Poetry in Motion

Bird on a Wire Director Tony Palmer on Leonard Cohen

British filmmaker Tony Palmer is the only two-time winner of the Prix d’Italia (the most prestigious international television award). His long and rich career, encompassing over 100 films, has been marked by a fascination with musicians, beginning with his first film about Benjamin Britten—made for the BBC soon after he graduated from Cambridge University. Alongside Leonard Cohen, who he shot for the 1972 film Bird on a Wire, he’s profiled Maria Callas, Margot Fonteyn, John Osborne, André Previn, Igor Stravinsky and Yehudi Mehunin, among many others. He is currently working on a film about Gustav Holst. Here, he talks about his first encounter with Cohen.

I was a music critic for the [British] Observer from 1967 to 74. I had written a piece about Leonard's first LP, Songs From a Room, and said that here was clearly a very extraordinary poet. I said he deserved comparison with Bob Dylan, because he was trying to say something. I think Leonard had seen it, but Marty Machat, his manager, had definitely seen it. [Machat] got hold of me and, in October 1971, flew me to New York to discuss a Leonard Cohen project. I hadn't been there more than ten minutes when Leonard Cohen walked in. Leonard was told to leave the room—all in very good humor. Marty then told me that Leonard was extremely worried that [his] first three LPs had not sold at all, or very little, in America. I discovered later, which Marty didn't tell me, [that] he'd actually been dropped by Columbia, so Marty was in a bit of a panic. Then Leonard was re-admitted, and we chatted away a bit. He asked what I was going to do about the music. I remember I laid down one very strict condition: “If we are going to do this, what interests me is you as a man, and also the poems”—and I produced my copy of [Cohen’s sixth book of poetry] The Energy of Slaves. I think that’s what clinched it, because Leonard thought, “Christ, he's not only listened to the records, but he's actually read the poetry!”
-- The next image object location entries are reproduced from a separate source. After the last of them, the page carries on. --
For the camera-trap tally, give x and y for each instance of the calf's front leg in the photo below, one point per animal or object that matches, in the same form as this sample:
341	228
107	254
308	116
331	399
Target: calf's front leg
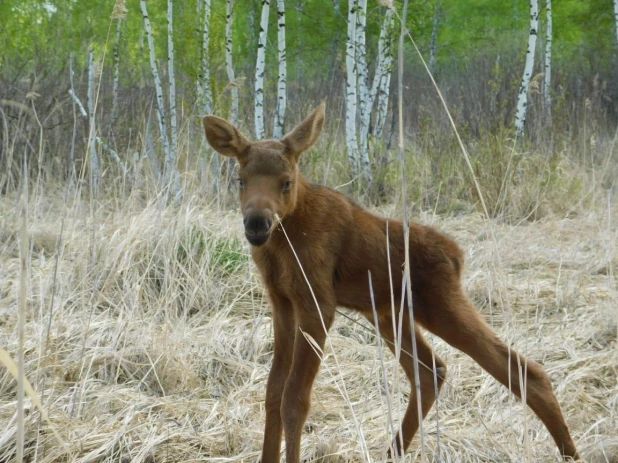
284	325
305	366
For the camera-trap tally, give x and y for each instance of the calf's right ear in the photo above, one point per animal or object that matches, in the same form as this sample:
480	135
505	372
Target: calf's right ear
224	137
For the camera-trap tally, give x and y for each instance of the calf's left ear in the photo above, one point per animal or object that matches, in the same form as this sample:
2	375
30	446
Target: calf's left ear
225	138
306	133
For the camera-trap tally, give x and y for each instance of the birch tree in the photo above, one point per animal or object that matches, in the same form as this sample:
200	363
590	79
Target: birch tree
433	47
170	160
259	71
94	155
116	72
522	101
363	91
281	84
158	88
204	90
616	19
380	89
351	96
229	63
548	43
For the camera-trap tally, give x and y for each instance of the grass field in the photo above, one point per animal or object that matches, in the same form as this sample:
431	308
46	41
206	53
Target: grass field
148	338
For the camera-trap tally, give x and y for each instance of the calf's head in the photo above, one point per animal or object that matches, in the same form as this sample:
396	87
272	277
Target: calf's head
268	174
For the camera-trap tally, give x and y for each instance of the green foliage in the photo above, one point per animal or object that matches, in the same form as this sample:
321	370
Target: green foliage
222	256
There is a conflict within him, the poet. He says in the film: “I wrote these songs to myself and to women, several years ago, and it is a curious thing to be trapped in that original effort. Because here I wanted to tell one person, one thing––and now I am in the situation where I must repeat them, like some parrot, chained to his stand, night after night.”  On the one hand [while filming] he was very aware of the kind of intimacy of my process; that really coincided with the intimate nature of what he was doing. But on the other hand, he was advertising it by allowing me to film him. On his part, he fulfilled his function, even when he's breaking down and bursting into tears. He never did any of that stuff that you see for our benefit. He realized I was doing my very best to get as close as I possibly could to him as a man. The music, with a bit of luck, would take care of itself.